林一水最后留下那句话说的委婉,但意图很明显,就是把强制关押变成圈禁。

  池曳懂。

  贺霖原本给池曳下令禁足的时候已经做好了他又要耍花样准备。

  或者说,连贺霖自己都没有意识到,他在心底某个隐秘的角落里隐隐地期待着池曳那些无伤大雅的小心思。

  没想到后者却接受度非常良好,既不哭也不闹,一住就是半个来月。

  贺霖有意为难池曳,末了却发现全然没排上用场,自觉挺没意思的,索性由着他自生自灭。

  池曳倒是不管什么土壤都长的茁壮。

  他想的开,

  毕竟囚室范围从十来平米扩大到几百平米,吃喝不愁,炫彩橙的房间也足够阔气,还有布布这位难兄难弟上蹿下跳地作伴……如果不是受制于人的话,就这么咸鱼一辈子其实也没什么不好。

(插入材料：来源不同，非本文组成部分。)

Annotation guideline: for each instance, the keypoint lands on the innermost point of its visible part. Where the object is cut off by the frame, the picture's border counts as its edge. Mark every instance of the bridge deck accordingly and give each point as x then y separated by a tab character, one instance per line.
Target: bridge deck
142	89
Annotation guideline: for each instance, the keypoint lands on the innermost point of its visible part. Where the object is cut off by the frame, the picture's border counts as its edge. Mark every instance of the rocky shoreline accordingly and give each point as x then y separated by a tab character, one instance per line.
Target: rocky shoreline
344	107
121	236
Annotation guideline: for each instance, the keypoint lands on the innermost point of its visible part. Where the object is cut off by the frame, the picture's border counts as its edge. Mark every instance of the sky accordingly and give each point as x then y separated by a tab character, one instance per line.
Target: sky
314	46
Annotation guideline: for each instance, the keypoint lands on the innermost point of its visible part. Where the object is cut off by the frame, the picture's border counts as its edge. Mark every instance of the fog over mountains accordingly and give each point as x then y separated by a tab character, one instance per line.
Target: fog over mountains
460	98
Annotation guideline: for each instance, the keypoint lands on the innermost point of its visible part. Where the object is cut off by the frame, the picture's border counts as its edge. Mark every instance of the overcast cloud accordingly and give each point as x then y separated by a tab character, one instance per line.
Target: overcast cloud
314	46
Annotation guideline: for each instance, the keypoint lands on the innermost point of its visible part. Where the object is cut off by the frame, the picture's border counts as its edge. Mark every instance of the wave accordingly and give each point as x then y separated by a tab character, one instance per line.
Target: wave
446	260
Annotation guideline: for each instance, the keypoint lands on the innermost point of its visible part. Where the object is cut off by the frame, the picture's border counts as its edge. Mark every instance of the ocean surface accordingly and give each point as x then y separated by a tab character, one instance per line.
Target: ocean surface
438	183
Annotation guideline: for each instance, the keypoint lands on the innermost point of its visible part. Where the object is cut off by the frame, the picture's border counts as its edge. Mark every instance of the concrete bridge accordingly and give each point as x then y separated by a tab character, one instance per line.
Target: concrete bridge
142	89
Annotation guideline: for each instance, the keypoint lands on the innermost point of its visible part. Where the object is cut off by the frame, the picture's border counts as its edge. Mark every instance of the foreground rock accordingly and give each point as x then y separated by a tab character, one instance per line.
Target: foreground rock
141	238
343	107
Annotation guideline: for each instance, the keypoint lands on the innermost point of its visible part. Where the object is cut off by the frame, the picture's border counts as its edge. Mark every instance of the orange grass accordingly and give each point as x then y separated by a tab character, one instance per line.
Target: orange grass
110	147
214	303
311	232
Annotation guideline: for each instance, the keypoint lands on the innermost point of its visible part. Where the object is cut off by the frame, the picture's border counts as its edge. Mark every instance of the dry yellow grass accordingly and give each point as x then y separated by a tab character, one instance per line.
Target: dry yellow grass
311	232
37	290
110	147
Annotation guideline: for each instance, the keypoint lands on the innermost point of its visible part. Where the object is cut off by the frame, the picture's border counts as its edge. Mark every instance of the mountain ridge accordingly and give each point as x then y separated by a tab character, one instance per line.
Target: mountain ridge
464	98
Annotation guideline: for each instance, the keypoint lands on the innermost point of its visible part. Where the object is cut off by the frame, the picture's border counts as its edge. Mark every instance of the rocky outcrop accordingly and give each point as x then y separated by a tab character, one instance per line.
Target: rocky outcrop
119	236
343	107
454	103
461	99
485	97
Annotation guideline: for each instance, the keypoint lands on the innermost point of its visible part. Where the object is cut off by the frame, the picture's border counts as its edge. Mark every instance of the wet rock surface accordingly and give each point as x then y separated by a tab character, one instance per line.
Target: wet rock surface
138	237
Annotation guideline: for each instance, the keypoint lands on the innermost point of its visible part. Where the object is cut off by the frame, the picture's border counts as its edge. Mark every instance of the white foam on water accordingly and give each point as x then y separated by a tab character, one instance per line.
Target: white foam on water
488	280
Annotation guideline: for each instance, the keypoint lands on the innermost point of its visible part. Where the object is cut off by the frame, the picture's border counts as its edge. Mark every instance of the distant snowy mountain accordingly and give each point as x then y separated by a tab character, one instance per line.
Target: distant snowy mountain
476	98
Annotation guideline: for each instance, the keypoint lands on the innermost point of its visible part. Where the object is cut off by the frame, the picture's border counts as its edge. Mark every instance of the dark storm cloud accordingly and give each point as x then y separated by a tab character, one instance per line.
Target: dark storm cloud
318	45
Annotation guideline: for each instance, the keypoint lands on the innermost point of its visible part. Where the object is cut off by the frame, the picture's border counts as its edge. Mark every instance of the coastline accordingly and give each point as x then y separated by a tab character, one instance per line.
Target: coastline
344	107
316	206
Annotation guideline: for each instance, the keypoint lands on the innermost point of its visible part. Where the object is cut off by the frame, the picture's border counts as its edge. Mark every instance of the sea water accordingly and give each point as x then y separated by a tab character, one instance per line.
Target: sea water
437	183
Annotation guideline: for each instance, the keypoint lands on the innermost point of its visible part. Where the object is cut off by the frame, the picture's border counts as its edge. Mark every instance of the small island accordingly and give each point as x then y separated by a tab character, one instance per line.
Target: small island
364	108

  池曳在贺霖画定好的圈圈里,不出格,但却鸡贼地想方设法地把自己利益争取到最大。

  比如尝试着要厨房准备自己喜欢的菜式,比如让人买回来心仪已久的棒棒糖,又比如在整个别墅里随心所欲的乱逛。

  居然没有遭遇到任何阻力或拒绝。

  当然不会有人拦着他,

  事实上,为了最大程度的保全贺霖作为男人颜面原主出轨的事情并没有闹得人尽皆知,再加上管家先生明里暗里刻意的回护,宅子里的上上下下依然把池曳当成别墅里的另一个主人。

  态度恭敬、礼貌并且疏离。

  池曳上一世为了做演员,不得不为了生计疲于奔命。现在总算是实现了睡觉自由,每天无所事事,还有人伺候,这样清闲的日子简直求之不得。

  池曳知足常乐。

  除了背书这件事儿比较头疼之外,一切的都美好的怡然自得。

  .

  贺霖站在书房的落地窗前,左手修长的指间夹着一只烟,右手虚搭在窗台上,掌心下面按着一块还没捏成型的软陶。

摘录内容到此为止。